Whacha gonna do when they come for you, bad beav, bad beav.
From the December 9, 2008 Austrian Times:
Green campaigners called in police after discovering an illegal logging site in a nature reserve – and rounded up a gang of beavers. Environmentalists found 20 neatly stacked tree trunks and others marked for felling with notches at the beauty-spot at Subkowy in northern Poland. But police followed a trail left where one tree had been dragged away – and found a beaver dam right in the middle of the river. A police spokesman said: “The campaigners are feeling pretty stupid. There’s nothing more natural than a beaver.”
Most crimes require the prosecution to prove a culpable mental state. For example, to prove murder the prosecutor must prove the defendant intended to kill the victim.
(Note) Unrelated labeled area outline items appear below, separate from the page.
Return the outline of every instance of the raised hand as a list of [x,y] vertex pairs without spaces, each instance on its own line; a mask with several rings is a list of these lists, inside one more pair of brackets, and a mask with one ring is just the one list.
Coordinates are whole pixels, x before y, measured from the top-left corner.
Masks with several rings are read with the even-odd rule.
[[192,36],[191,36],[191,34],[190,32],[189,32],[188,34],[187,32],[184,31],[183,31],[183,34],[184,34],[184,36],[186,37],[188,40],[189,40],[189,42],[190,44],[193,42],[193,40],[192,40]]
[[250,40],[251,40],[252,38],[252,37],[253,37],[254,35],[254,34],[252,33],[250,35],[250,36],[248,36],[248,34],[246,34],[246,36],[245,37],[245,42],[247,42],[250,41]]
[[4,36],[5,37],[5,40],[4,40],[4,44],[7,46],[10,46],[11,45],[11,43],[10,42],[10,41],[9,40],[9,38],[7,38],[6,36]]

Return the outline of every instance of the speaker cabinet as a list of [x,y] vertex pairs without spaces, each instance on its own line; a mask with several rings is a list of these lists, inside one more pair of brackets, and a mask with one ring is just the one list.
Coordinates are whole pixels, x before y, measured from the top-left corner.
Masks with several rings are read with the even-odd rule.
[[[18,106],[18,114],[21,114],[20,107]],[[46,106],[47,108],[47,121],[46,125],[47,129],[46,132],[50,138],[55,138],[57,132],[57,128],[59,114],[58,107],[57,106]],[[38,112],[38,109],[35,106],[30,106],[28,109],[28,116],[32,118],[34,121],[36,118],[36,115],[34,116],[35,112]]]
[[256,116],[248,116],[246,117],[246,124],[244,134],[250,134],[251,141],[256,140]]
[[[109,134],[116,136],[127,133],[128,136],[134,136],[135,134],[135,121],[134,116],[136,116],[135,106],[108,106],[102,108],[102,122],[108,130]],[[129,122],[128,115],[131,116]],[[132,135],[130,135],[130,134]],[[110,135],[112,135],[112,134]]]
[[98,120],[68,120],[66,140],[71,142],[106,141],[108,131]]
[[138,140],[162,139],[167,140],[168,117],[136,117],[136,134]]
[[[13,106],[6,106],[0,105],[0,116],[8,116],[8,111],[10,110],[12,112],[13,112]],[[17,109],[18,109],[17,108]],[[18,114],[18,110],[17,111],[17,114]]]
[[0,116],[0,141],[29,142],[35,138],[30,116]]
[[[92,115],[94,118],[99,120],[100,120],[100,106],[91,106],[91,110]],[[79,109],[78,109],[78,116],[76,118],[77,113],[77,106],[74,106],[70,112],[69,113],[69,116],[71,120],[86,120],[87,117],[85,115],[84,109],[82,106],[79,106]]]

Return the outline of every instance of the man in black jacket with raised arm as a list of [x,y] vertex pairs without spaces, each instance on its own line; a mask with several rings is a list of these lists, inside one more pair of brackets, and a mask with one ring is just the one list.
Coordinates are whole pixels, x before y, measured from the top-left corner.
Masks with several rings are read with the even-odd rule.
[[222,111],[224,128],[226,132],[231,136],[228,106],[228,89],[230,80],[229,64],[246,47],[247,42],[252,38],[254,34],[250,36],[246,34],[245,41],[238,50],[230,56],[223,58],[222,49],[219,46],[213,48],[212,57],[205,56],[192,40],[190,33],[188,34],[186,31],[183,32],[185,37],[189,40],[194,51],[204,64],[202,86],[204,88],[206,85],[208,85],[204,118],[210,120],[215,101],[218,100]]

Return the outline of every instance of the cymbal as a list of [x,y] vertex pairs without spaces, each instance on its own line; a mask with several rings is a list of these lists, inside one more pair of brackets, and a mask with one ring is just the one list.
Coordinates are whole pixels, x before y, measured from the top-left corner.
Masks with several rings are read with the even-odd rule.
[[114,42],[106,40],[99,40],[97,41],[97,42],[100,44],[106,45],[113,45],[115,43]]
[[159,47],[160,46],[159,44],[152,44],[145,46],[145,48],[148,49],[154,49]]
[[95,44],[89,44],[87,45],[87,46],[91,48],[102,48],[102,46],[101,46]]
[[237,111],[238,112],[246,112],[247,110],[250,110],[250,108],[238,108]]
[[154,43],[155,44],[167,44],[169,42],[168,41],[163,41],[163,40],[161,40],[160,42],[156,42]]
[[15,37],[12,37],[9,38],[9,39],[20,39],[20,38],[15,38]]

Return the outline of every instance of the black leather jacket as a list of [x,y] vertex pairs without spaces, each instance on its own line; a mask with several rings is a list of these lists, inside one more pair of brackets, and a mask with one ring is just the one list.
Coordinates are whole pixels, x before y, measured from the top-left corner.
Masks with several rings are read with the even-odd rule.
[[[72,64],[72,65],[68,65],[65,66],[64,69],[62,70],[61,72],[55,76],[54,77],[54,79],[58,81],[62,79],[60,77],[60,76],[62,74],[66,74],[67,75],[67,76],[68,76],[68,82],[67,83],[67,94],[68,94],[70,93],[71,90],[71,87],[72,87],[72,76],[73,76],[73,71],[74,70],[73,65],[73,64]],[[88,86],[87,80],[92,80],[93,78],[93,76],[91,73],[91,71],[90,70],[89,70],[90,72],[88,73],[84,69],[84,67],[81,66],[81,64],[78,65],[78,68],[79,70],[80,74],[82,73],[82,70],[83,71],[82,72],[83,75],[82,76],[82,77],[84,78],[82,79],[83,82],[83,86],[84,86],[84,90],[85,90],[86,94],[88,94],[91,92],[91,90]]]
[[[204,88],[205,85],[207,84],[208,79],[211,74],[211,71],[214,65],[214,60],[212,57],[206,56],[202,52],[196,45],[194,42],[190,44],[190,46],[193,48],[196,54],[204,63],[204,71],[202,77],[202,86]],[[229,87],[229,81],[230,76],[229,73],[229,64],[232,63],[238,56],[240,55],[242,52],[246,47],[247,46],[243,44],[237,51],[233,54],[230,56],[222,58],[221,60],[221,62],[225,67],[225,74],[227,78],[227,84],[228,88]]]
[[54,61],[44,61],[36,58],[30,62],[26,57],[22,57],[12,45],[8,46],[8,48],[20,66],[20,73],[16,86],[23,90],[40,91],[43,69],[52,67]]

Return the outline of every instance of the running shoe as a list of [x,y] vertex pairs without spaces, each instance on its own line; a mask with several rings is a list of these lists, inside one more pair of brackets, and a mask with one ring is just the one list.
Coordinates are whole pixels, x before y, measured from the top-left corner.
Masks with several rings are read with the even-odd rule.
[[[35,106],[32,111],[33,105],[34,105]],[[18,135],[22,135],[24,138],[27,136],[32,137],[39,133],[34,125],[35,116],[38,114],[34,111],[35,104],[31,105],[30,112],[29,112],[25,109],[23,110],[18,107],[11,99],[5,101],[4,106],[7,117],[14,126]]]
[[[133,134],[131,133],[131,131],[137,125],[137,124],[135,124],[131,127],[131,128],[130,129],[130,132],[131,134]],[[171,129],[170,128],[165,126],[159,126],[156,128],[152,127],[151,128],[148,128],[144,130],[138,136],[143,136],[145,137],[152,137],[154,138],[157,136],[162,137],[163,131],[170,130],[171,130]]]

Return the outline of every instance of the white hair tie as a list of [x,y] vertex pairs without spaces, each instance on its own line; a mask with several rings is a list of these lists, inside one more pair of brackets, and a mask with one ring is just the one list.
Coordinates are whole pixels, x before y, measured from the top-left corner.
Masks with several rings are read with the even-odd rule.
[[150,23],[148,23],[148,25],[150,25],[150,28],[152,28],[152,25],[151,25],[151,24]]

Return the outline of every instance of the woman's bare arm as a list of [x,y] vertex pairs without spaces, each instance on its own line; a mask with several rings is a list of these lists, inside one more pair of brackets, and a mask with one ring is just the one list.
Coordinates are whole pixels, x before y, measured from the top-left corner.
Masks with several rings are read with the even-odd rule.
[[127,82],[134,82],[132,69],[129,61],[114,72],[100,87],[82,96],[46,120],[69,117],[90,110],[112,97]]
On the other hand, to prove criminally negligent homicide, the prosecutor need only prove that the defendant was negligent.
Environmental laws are an exception to this rule and fall under the rubric of “strict liability.” To obtain a conviction for violation of an environmental law the prosecutor need only prove that the defendant engaged in the proscribed conduct (in this case, felling trees). His mental state is not relevant.
Now here’s my question for the materialists. Should the beavers be arrested and jailed for violating the environmental laws? It is no answer to say the beavers cannot form the requisite criminal intent. The crime is, after all, a strict liability crime and their mental state when they felled the trees is not relevant.